Modeste, Alexandre (1) Douchet est né le 23 octobre 1896 à Bar-le-Duc (Meuse). Il est le fils de Maria Tritz, 26 ans, sans profession et de Victor Douchet, 27 ans, manœuvre, son époux. Modeste Douchet habite 9 bis place de la mairie à Esbly (Seine-et-Marne) au moment de son arrestation. Cheminot, il est cantonnier.
Conscrit de la classe 1915, il est appelé le 10 avril 1915 au 154ème régiment d’infanterie. Alexandre Douchet qui ne s’est pas présenté à la caserne est classé insoumis quinze jours après (il ne sera« rayé » de l’insoumission qu’en 1924). En fait la famille Douchet a quitté la Meuse et habitent à Caudry, canton de Clary (Nord).
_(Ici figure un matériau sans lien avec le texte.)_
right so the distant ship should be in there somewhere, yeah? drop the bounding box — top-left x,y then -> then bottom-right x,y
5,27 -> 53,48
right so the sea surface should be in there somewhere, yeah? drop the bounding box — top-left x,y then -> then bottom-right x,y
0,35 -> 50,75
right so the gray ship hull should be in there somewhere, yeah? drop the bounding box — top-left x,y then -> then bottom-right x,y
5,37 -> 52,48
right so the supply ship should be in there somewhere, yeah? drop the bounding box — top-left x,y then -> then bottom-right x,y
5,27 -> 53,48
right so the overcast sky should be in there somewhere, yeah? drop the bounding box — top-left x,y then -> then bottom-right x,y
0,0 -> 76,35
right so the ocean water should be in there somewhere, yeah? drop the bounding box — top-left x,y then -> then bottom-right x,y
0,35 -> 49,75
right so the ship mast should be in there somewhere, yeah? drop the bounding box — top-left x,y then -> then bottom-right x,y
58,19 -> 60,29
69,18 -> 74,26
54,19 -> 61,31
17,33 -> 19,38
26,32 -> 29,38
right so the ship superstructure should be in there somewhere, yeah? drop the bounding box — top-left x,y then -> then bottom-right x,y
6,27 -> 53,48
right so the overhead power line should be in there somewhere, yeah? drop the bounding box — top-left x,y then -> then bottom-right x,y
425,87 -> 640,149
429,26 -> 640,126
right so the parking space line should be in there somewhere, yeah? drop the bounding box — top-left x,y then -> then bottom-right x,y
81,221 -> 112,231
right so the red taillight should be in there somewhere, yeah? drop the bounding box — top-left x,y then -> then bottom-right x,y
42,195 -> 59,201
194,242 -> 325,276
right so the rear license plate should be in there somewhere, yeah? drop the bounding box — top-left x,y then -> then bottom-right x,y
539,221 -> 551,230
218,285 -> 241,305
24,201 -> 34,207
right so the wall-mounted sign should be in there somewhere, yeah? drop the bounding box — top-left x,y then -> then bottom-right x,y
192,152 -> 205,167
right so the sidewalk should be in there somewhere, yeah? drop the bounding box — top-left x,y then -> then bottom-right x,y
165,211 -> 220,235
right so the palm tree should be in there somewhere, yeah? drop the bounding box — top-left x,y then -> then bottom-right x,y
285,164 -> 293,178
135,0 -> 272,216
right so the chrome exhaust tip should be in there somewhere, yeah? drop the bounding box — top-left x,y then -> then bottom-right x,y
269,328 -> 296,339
La ville sera occupée par les Allemands pendant presque toute la durée de la guerre, ce qui sera considéré « cause de force majeure » pour l’armée !
Alexandre Douchet ne sera en fait recensé qu’en 1919, dans la subdivision d’Avesnes (Nord) où ses parents sont domiciliés.
Lors du conseil de révision de la classe 1919, son registre matricule militaire indique qu’il mesure 1m 75, a les cheveux châtain, les yeux marron clair, le menton rond et le nez rectiligne, les lèvres minces et la bouche petite, le visage rond et osseux, la corpulence moyenne. Le 6 février 1919, le conseil de révision du Nord le déclare « maintenu service armé ». Mais Alexandre Douchet habite alors Mareuil-les-Meaux en Seine-et-Marne. Il est donc « introuvable dans les délais de libération de sa classe » et sera de ce fait directement placé dans la réserve de l’armée active ! Le 12 juin 1921, il habite Mareuil-les-Meaux. 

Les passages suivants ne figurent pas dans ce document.